The ratio of the cell–cell force to the total cell-ECM force exerted by individual cells within cell pairs is remarkably constant. This result is insensitive to the methods used to reconstruct traction and calculate the forces (Figs. S6–S8 and Table S1). The constancy of this ratio is likely due to the commonality in biochemical cues that regulate the contractile state of the cell. We propose that a common actomyosin structural framework may provide a physical link that contributes to the coordinated mechanics at cell–cell and cell-ECM contacts demonstrated here, consistent with studies of cytoskeletal force transmission (25–27). In fact, such direct physical links between the junctions are apparent in cell pairs (Fig. S2) and are presumably mediated by a prestressed actin cytoskeleton (27). The magnitude of the ratio between cell–cell and cell-ECM forces is likely controlled by the specific geometry of the contact and the relative extent of cell–cell and cell-ECM contact, as we observed variations between cells in linear three-cell islands. For a given configuration, it remains to be understood what factors determine the relative extent of F-actin linkages to cell–cell and cell-ECM adhesions. For instance, differences in the mechanosensitivity and force dependence of cadherin- and integrin-based adhesions may guide changes in the force balance observed between cell–cell and cell-ECM traction forces.

Our results also show that biochemical and mechanical properties of the ECM alone can directly impact the force levels at cell–cell junctions. In development and disease, changes in ECM properties are known to influence the behaviors of multicellular tissue (28, 29); our results imply that part of this may be a consequence of altered tension at cell–cell interfaces. For instance, our results showing a strong correlation between cell–cell tension and cell-ECM tension shed light into the role of perturbed ECM mechanics in tumor progression (28, 30).

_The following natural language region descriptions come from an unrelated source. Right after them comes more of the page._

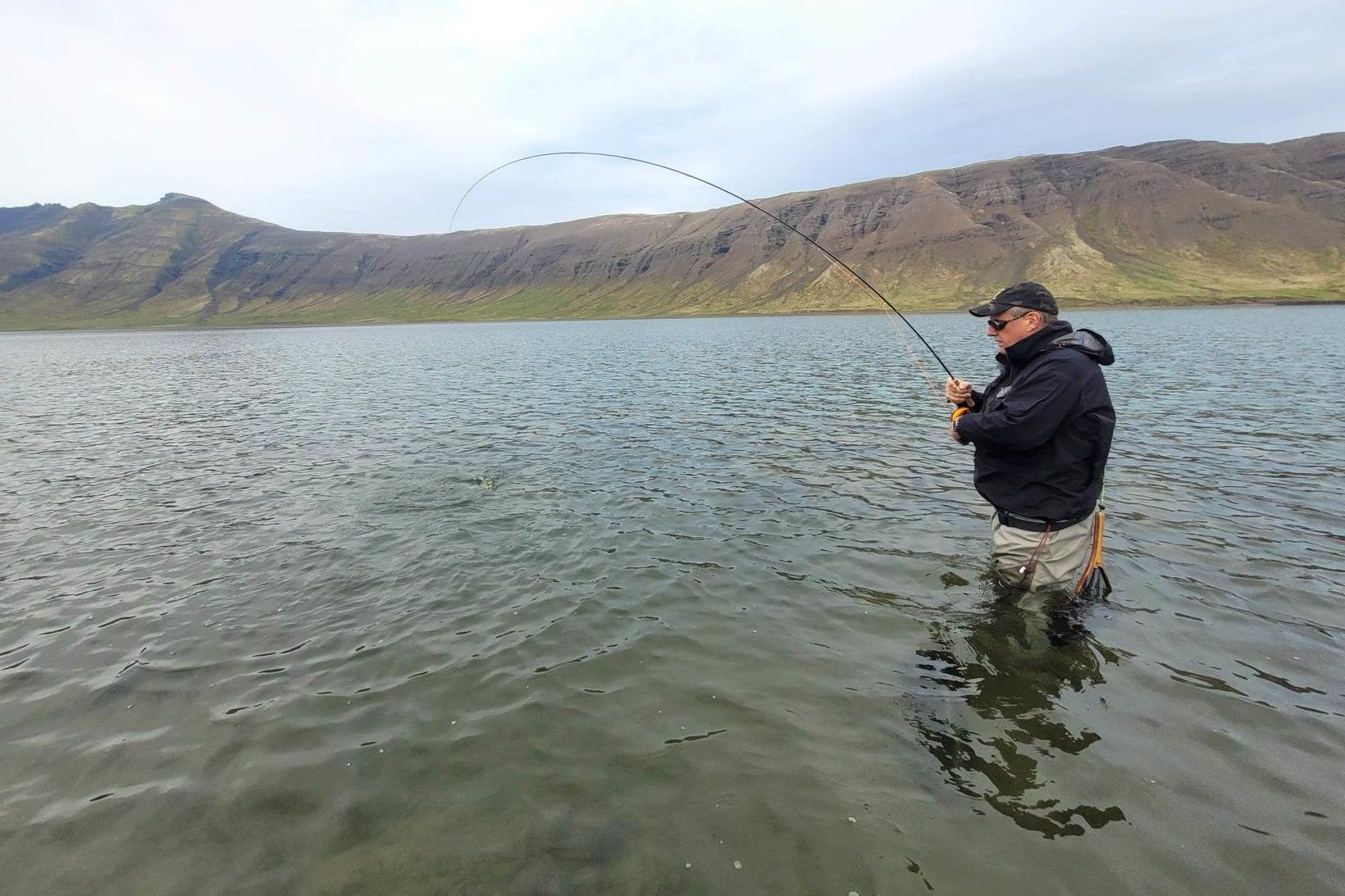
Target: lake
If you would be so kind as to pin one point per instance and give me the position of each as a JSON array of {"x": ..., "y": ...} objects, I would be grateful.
[{"x": 657, "y": 607}]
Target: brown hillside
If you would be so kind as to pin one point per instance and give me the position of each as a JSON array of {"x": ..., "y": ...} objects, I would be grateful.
[{"x": 1176, "y": 221}]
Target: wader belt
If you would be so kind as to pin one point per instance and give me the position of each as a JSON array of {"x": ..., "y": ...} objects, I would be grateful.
[{"x": 1032, "y": 524}]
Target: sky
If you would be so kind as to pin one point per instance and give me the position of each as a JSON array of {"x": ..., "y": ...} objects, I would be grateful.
[{"x": 374, "y": 117}]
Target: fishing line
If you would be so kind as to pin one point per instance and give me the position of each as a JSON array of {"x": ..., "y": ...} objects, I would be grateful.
[{"x": 743, "y": 199}]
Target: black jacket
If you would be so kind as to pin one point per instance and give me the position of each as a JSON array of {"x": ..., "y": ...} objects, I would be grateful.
[{"x": 1042, "y": 428}]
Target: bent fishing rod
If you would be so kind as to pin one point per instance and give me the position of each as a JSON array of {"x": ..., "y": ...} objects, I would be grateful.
[{"x": 743, "y": 199}]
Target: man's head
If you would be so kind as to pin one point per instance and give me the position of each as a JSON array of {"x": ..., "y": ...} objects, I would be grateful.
[{"x": 1017, "y": 312}]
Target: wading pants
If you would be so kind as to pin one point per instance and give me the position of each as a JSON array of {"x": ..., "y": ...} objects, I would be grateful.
[{"x": 1021, "y": 558}]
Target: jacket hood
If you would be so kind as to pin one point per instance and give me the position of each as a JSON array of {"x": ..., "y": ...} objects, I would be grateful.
[{"x": 1088, "y": 342}]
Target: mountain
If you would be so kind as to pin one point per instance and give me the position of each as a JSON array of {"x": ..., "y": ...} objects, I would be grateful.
[{"x": 1170, "y": 222}]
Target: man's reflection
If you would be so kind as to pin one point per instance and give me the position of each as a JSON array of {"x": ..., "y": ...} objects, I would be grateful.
[{"x": 1023, "y": 658}]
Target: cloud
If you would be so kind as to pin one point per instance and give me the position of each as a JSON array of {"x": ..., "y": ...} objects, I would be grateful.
[{"x": 349, "y": 116}]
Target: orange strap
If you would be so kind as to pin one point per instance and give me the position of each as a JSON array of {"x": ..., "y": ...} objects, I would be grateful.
[{"x": 1095, "y": 556}]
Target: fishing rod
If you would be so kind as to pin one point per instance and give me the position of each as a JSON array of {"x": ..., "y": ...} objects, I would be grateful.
[{"x": 744, "y": 199}]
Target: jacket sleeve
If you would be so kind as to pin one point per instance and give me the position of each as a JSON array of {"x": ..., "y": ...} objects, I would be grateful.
[{"x": 1031, "y": 413}]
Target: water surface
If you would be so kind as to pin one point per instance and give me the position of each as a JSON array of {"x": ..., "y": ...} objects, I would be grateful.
[{"x": 654, "y": 607}]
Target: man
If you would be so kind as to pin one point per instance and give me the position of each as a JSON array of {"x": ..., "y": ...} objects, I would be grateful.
[{"x": 1042, "y": 430}]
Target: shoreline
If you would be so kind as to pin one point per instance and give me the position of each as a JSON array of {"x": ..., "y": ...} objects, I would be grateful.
[{"x": 201, "y": 327}]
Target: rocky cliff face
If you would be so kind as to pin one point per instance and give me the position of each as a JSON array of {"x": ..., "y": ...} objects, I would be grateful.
[{"x": 1160, "y": 222}]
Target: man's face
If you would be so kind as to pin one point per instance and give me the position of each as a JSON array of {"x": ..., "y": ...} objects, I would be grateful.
[{"x": 1016, "y": 325}]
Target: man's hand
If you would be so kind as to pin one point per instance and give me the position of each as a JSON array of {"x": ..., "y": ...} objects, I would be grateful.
[{"x": 958, "y": 390}]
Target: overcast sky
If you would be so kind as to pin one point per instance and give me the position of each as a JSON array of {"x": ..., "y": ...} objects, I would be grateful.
[{"x": 376, "y": 116}]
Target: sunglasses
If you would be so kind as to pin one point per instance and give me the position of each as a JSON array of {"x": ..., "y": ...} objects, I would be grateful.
[{"x": 1000, "y": 325}]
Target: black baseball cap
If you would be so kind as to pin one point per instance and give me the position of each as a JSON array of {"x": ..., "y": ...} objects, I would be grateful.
[{"x": 1029, "y": 295}]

There are several implications of our results to forces at cell–cell contacts in more general two-dimensional multicellular assemblies, such as epithelial monolayers. Although we find that the cell–cell force is essentially normal to the contact for a cell pair, cell–cell forces in general 2D assemblies can be expected to have appreciable components in directions both normal and parallel to the cell–cell interface. Direct measurements of endogeneous cell–cell forces with these geometries will help establish a more solid mechanical footing to interpretations of cell–cell tensions made from laser ablation experiments inside tissue.

Our minimalistic tissue model consisting of a linear array of three cells reflects an important feature of monolayers wherein the outer cells exhibit enhanced traction forces and the inner cell, which is bound by more extensive cell–cell adhesion, exerts diminished traction on the ECM. If the traction forces on the outer cells were internally balanced, the inner cell would feel very little net tension and would be mechanically quiescent. However, instead, we find that the traction forces exerted by the outer cells are not balanced such that the inner cell experiences similar force levels to the cells on the periphery. Our data indicate each cell in a multicellular arrangement sustains a similar level of tension, with the magnitude of forces sustained at cadherin- and integrin-mediated adhesions changing depending on the geometry of adhesion. Thus, our data provide direct evidence of the mechanical coordination between cell-ECM and cell–cell adhesions. It is likely that a fine balance between forces sustained at these two types of adhesions exists to control tissue morphology and behavior.

Materials and Methods

MDCK cells stably expressing GFP-E-cadherin (20) were plated on collagen-coated polyacrylamide (PAA) gels suitable for traction force microscopy, as described in ref. 19. Further details of live cell imaging, traction force microscopy, and analysis are found in SI Text. Unless otherwise specified, cells were plated on PAA gels with a Young’s modulus of 8.4 kPa coated with Collagen I.